Cuando las campañas del sector privado tradicional alegan “selectividad en la justicia”, caen en un engaño facilón. La política criminal es en esencia selectiva. Cualquier Fiscalía en cualquier parte del mundo es incapaz de perseguir absolutamente todos los delitos. En la priorización de casos está el detalle. Ahí se decide si se persigue a los pobres (“la delincuencia de bagatela”) o a los financistas de campañas, a los criminales de guerra, a los corruptos y corruptores. En Guatemala es un atentado –ya vimos la campaña contra la CICIG, Thelma Aldana y Claudia Paz–, que un MP sea independiente del poder militar, económico y político. Esto supone el destierro y un somatón de mesa.
En la administración de Thelma Aldana, junto a la CICIG, la prioridad de la persecución penal se centró en los casos de la delincuencia económica organizada, dentro de la cual está la gran corrupción, sin dejar de lado los crímenes de las graves violaciones a derechos humanos, lo cual fue una clara orientación político-criminal democrática, pues los escasos recursos se deben destinar a los casos más graves que atentan contra los bienes más preciados de un Estado.
Por el contrario, la administración actual ha revertido esta orientación y ha dirigido su trabajo hacia la persecución de los delitos que no representan ningún riesgo para esa gran delincuencia económica organizada y para que el sistema de corrupción no se toque.
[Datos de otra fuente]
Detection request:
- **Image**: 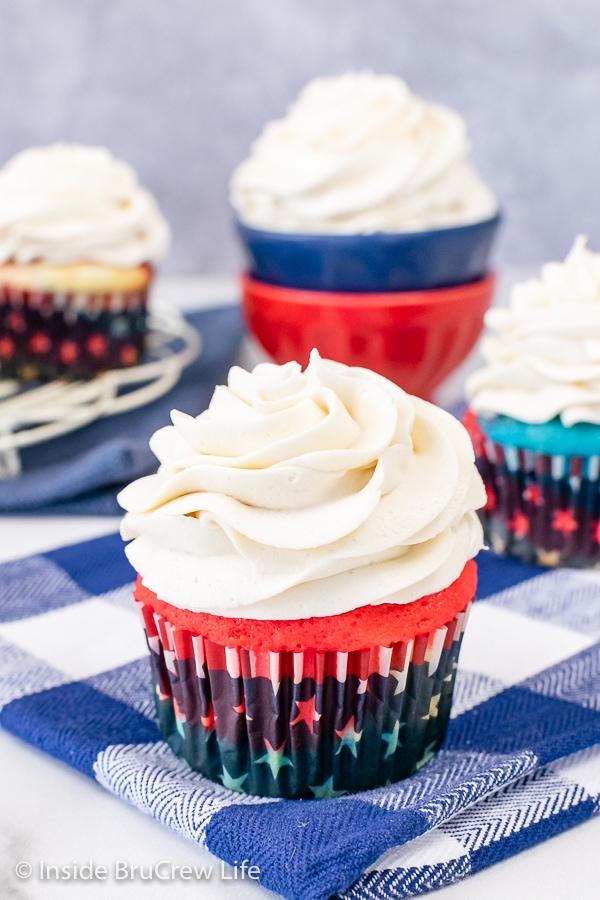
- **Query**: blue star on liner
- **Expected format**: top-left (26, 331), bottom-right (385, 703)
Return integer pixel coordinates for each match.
top-left (308, 775), bottom-right (348, 800)
top-left (381, 720), bottom-right (406, 759)
top-left (415, 741), bottom-right (437, 772)
top-left (219, 766), bottom-right (248, 794)
top-left (335, 716), bottom-right (362, 756)
top-left (256, 738), bottom-right (294, 778)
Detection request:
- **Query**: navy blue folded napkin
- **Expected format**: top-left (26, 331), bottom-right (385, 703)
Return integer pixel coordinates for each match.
top-left (0, 306), bottom-right (244, 515)
top-left (0, 535), bottom-right (600, 900)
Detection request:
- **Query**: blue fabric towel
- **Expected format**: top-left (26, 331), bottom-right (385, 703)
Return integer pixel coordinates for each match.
top-left (0, 535), bottom-right (600, 900)
top-left (0, 306), bottom-right (244, 515)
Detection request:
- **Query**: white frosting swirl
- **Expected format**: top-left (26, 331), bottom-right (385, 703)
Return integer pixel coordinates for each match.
top-left (0, 144), bottom-right (170, 268)
top-left (119, 351), bottom-right (485, 619)
top-left (466, 236), bottom-right (600, 426)
top-left (231, 72), bottom-right (497, 234)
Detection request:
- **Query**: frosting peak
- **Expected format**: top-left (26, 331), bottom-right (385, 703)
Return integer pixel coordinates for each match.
top-left (0, 144), bottom-right (170, 268)
top-left (119, 351), bottom-right (484, 619)
top-left (231, 72), bottom-right (497, 233)
top-left (466, 236), bottom-right (600, 426)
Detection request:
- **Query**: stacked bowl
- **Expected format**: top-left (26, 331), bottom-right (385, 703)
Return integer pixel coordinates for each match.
top-left (231, 72), bottom-right (499, 397)
top-left (238, 214), bottom-right (499, 399)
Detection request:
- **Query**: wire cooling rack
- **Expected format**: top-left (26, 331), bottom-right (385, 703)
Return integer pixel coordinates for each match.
top-left (0, 305), bottom-right (202, 479)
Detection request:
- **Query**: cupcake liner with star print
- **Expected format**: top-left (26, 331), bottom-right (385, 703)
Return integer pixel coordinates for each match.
top-left (0, 278), bottom-right (149, 381)
top-left (464, 411), bottom-right (600, 568)
top-left (135, 562), bottom-right (476, 798)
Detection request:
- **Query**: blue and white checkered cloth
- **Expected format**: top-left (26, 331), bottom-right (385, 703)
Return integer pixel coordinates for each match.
top-left (0, 535), bottom-right (600, 900)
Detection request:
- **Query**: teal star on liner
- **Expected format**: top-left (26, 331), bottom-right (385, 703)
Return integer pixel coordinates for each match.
top-left (256, 738), bottom-right (294, 778)
top-left (308, 775), bottom-right (348, 800)
top-left (381, 720), bottom-right (406, 759)
top-left (219, 766), bottom-right (248, 793)
top-left (335, 716), bottom-right (362, 756)
top-left (421, 694), bottom-right (442, 721)
top-left (415, 741), bottom-right (436, 772)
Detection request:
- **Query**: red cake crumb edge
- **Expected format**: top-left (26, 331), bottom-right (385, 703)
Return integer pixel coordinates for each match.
top-left (134, 560), bottom-right (477, 653)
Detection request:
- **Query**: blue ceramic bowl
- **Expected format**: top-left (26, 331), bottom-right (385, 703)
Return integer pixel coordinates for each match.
top-left (237, 214), bottom-right (500, 293)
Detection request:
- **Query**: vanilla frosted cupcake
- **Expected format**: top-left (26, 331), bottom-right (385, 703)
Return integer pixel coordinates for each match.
top-left (466, 237), bottom-right (600, 566)
top-left (231, 72), bottom-right (498, 234)
top-left (0, 144), bottom-right (169, 379)
top-left (231, 72), bottom-right (499, 293)
top-left (119, 351), bottom-right (485, 797)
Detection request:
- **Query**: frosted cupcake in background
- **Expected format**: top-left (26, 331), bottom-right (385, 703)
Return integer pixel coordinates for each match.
top-left (466, 237), bottom-right (600, 566)
top-left (231, 72), bottom-right (498, 292)
top-left (119, 351), bottom-right (485, 798)
top-left (0, 144), bottom-right (170, 380)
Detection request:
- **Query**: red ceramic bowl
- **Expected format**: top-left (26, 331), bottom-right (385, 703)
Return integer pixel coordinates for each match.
top-left (242, 275), bottom-right (495, 399)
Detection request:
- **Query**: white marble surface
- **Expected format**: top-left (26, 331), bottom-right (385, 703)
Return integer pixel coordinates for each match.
top-left (0, 274), bottom-right (600, 900)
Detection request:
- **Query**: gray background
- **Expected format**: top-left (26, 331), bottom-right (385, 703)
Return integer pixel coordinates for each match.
top-left (0, 0), bottom-right (600, 275)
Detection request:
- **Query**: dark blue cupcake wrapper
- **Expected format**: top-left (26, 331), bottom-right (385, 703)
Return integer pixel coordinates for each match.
top-left (138, 601), bottom-right (470, 798)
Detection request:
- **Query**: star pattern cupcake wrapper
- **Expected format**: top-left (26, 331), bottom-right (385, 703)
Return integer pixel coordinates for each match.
top-left (0, 285), bottom-right (148, 381)
top-left (137, 599), bottom-right (470, 798)
top-left (465, 417), bottom-right (600, 568)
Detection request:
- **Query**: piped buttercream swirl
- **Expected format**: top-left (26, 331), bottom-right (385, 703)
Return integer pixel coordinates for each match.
top-left (231, 72), bottom-right (497, 234)
top-left (0, 144), bottom-right (170, 268)
top-left (119, 351), bottom-right (485, 619)
top-left (466, 236), bottom-right (600, 426)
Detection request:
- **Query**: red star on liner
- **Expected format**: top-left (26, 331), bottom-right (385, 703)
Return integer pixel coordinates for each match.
top-left (60, 341), bottom-right (79, 363)
top-left (120, 344), bottom-right (138, 366)
top-left (0, 336), bottom-right (15, 359)
top-left (29, 331), bottom-right (52, 353)
top-left (552, 509), bottom-right (579, 537)
top-left (507, 510), bottom-right (529, 537)
top-left (5, 312), bottom-right (27, 334)
top-left (86, 334), bottom-right (106, 356)
top-left (523, 484), bottom-right (544, 506)
top-left (290, 697), bottom-right (321, 734)
top-left (200, 704), bottom-right (217, 731)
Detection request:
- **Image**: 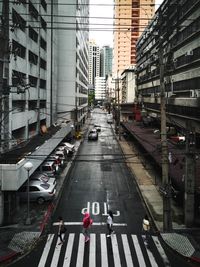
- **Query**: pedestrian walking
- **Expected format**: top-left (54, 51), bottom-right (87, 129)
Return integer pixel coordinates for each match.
top-left (83, 212), bottom-right (93, 242)
top-left (107, 210), bottom-right (114, 237)
top-left (58, 216), bottom-right (67, 245)
top-left (142, 214), bottom-right (150, 244)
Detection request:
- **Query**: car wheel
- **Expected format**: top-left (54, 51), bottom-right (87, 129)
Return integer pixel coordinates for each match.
top-left (37, 197), bottom-right (45, 205)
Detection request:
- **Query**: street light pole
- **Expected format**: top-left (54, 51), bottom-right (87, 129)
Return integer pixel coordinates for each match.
top-left (24, 161), bottom-right (33, 225)
top-left (158, 10), bottom-right (172, 232)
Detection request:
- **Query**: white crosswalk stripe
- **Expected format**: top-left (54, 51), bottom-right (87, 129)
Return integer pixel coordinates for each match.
top-left (63, 234), bottom-right (75, 267)
top-left (89, 234), bottom-right (96, 267)
top-left (38, 235), bottom-right (54, 267)
top-left (38, 233), bottom-right (170, 267)
top-left (122, 235), bottom-right (133, 267)
top-left (132, 235), bottom-right (146, 267)
top-left (101, 234), bottom-right (108, 267)
top-left (76, 234), bottom-right (85, 267)
top-left (111, 235), bottom-right (121, 267)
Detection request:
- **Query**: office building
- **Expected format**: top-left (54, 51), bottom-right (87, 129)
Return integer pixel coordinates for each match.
top-left (0, 0), bottom-right (89, 224)
top-left (89, 40), bottom-right (100, 86)
top-left (100, 45), bottom-right (113, 77)
top-left (113, 0), bottom-right (155, 78)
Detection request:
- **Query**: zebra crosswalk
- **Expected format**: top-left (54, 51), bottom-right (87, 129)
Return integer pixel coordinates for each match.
top-left (38, 233), bottom-right (170, 267)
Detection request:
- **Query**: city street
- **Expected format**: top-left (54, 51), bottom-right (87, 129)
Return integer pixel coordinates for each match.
top-left (10, 109), bottom-right (195, 267)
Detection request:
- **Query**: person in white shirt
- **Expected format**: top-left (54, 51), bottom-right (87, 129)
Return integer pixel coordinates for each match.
top-left (142, 214), bottom-right (150, 243)
top-left (107, 210), bottom-right (114, 237)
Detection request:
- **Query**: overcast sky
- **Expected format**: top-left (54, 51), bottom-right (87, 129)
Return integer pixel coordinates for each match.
top-left (90, 0), bottom-right (163, 46)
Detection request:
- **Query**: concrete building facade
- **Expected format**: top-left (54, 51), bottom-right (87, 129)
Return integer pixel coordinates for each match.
top-left (136, 0), bottom-right (200, 222)
top-left (100, 45), bottom-right (113, 77)
top-left (95, 77), bottom-right (106, 102)
top-left (0, 0), bottom-right (89, 224)
top-left (57, 0), bottom-right (89, 128)
top-left (89, 40), bottom-right (100, 87)
top-left (113, 0), bottom-right (155, 78)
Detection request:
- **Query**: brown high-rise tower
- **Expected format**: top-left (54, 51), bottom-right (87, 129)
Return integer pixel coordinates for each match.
top-left (113, 0), bottom-right (155, 77)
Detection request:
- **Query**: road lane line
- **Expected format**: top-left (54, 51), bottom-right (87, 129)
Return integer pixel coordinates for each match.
top-left (121, 234), bottom-right (133, 267)
top-left (51, 237), bottom-right (62, 267)
top-left (152, 236), bottom-right (171, 267)
top-left (131, 235), bottom-right (146, 267)
top-left (110, 234), bottom-right (121, 267)
top-left (101, 234), bottom-right (108, 267)
top-left (89, 234), bottom-right (96, 267)
top-left (63, 234), bottom-right (75, 267)
top-left (76, 234), bottom-right (85, 267)
top-left (38, 234), bottom-right (54, 267)
top-left (53, 222), bottom-right (127, 226)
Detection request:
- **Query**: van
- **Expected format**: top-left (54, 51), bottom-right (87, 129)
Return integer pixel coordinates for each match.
top-left (39, 160), bottom-right (59, 174)
top-left (107, 114), bottom-right (113, 123)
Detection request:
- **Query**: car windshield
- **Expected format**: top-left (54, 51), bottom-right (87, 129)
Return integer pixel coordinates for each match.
top-left (40, 184), bottom-right (50, 189)
top-left (41, 175), bottom-right (49, 183)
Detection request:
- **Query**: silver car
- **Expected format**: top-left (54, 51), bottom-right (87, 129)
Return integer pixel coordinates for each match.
top-left (30, 172), bottom-right (56, 185)
top-left (88, 128), bottom-right (98, 140)
top-left (18, 181), bottom-right (56, 204)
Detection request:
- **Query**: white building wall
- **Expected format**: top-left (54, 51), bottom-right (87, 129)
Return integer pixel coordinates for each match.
top-left (57, 0), bottom-right (76, 119)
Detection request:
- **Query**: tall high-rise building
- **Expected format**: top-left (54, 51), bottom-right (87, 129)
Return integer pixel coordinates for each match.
top-left (0, 0), bottom-right (89, 225)
top-left (100, 45), bottom-right (113, 77)
top-left (95, 77), bottom-right (106, 104)
top-left (113, 0), bottom-right (155, 77)
top-left (57, 0), bottom-right (89, 128)
top-left (89, 40), bottom-right (100, 86)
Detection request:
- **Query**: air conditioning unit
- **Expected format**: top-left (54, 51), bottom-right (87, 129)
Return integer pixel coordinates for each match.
top-left (185, 50), bottom-right (193, 56)
top-left (190, 90), bottom-right (195, 97)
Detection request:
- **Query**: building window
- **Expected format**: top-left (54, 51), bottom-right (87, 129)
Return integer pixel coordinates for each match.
top-left (28, 75), bottom-right (38, 87)
top-left (29, 51), bottom-right (38, 65)
top-left (40, 58), bottom-right (47, 70)
top-left (11, 9), bottom-right (26, 32)
top-left (29, 1), bottom-right (38, 19)
top-left (41, 0), bottom-right (47, 11)
top-left (40, 37), bottom-right (47, 51)
top-left (29, 26), bottom-right (38, 43)
top-left (40, 17), bottom-right (47, 31)
top-left (12, 40), bottom-right (26, 58)
top-left (40, 79), bottom-right (46, 89)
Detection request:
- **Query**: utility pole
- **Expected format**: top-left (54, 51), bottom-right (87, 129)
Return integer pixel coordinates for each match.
top-left (184, 121), bottom-right (196, 227)
top-left (115, 77), bottom-right (120, 134)
top-left (158, 11), bottom-right (172, 232)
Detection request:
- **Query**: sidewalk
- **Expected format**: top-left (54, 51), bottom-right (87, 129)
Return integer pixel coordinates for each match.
top-left (0, 119), bottom-right (90, 266)
top-left (0, 120), bottom-right (200, 266)
top-left (118, 137), bottom-right (200, 262)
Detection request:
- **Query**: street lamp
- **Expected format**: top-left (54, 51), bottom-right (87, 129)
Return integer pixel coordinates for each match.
top-left (24, 161), bottom-right (33, 225)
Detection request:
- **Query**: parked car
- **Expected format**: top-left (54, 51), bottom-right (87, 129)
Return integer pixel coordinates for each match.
top-left (30, 172), bottom-right (56, 185)
top-left (60, 142), bottom-right (75, 154)
top-left (39, 160), bottom-right (59, 175)
top-left (56, 145), bottom-right (69, 157)
top-left (52, 150), bottom-right (66, 167)
top-left (88, 128), bottom-right (98, 140)
top-left (107, 114), bottom-right (113, 123)
top-left (18, 181), bottom-right (56, 204)
top-left (94, 124), bottom-right (101, 132)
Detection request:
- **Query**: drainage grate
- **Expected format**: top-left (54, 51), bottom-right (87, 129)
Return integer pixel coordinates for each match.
top-left (101, 163), bottom-right (112, 172)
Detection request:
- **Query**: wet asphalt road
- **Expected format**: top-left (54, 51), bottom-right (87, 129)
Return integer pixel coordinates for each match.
top-left (8, 109), bottom-right (195, 267)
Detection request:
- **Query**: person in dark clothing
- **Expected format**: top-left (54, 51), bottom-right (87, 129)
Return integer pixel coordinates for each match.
top-left (83, 212), bottom-right (93, 242)
top-left (142, 214), bottom-right (150, 246)
top-left (58, 216), bottom-right (65, 245)
top-left (107, 210), bottom-right (114, 237)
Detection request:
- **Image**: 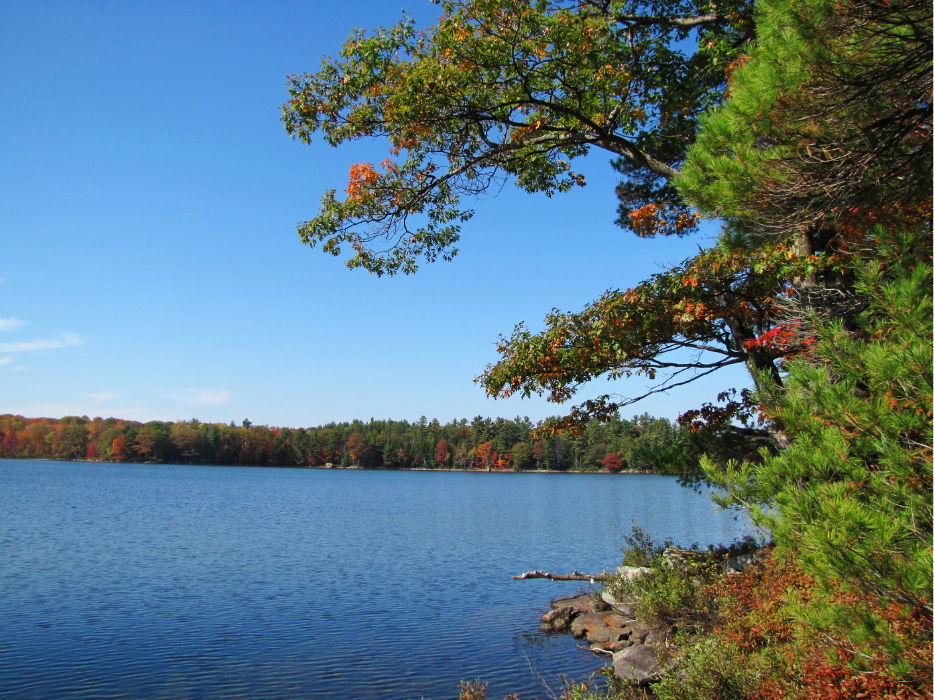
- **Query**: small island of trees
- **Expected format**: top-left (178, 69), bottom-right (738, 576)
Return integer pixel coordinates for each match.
top-left (0, 413), bottom-right (691, 472)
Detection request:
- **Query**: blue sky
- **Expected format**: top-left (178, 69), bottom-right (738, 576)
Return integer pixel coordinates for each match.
top-left (0, 0), bottom-right (748, 427)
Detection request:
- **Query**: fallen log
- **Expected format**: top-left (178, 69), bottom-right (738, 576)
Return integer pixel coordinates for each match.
top-left (512, 569), bottom-right (606, 583)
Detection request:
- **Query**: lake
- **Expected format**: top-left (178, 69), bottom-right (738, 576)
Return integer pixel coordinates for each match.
top-left (0, 460), bottom-right (750, 700)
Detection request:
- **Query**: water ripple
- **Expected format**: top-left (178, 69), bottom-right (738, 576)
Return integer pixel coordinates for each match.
top-left (0, 460), bottom-right (743, 700)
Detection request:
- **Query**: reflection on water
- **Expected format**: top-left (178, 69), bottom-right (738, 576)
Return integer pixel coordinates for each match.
top-left (0, 460), bottom-right (745, 700)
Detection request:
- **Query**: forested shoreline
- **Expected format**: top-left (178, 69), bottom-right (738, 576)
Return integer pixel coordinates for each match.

Con este enfoque, la actual fiscal general envía un mensaje muy peligroso: de que el MP es cómplice de un modelo discriminatorio de selectividad de la criminalidad que se centra solamente en los sectores que no tienen ni cobertura política, económica, ni social.
Esta condena contra Reyes nos confirma, en este hecho concreto, la prioridad del MP, ya que ningún caso ha avanzado contra los policías que dispararon sin piedad a los manifestantes. Gendri Reyes goza de total impunidad a pesar de que se han presentado denuncias en su contra. La fiscal general es el mejor escudo protector del status quo, por eso están tan cómodos con ella y hasta premios le dan.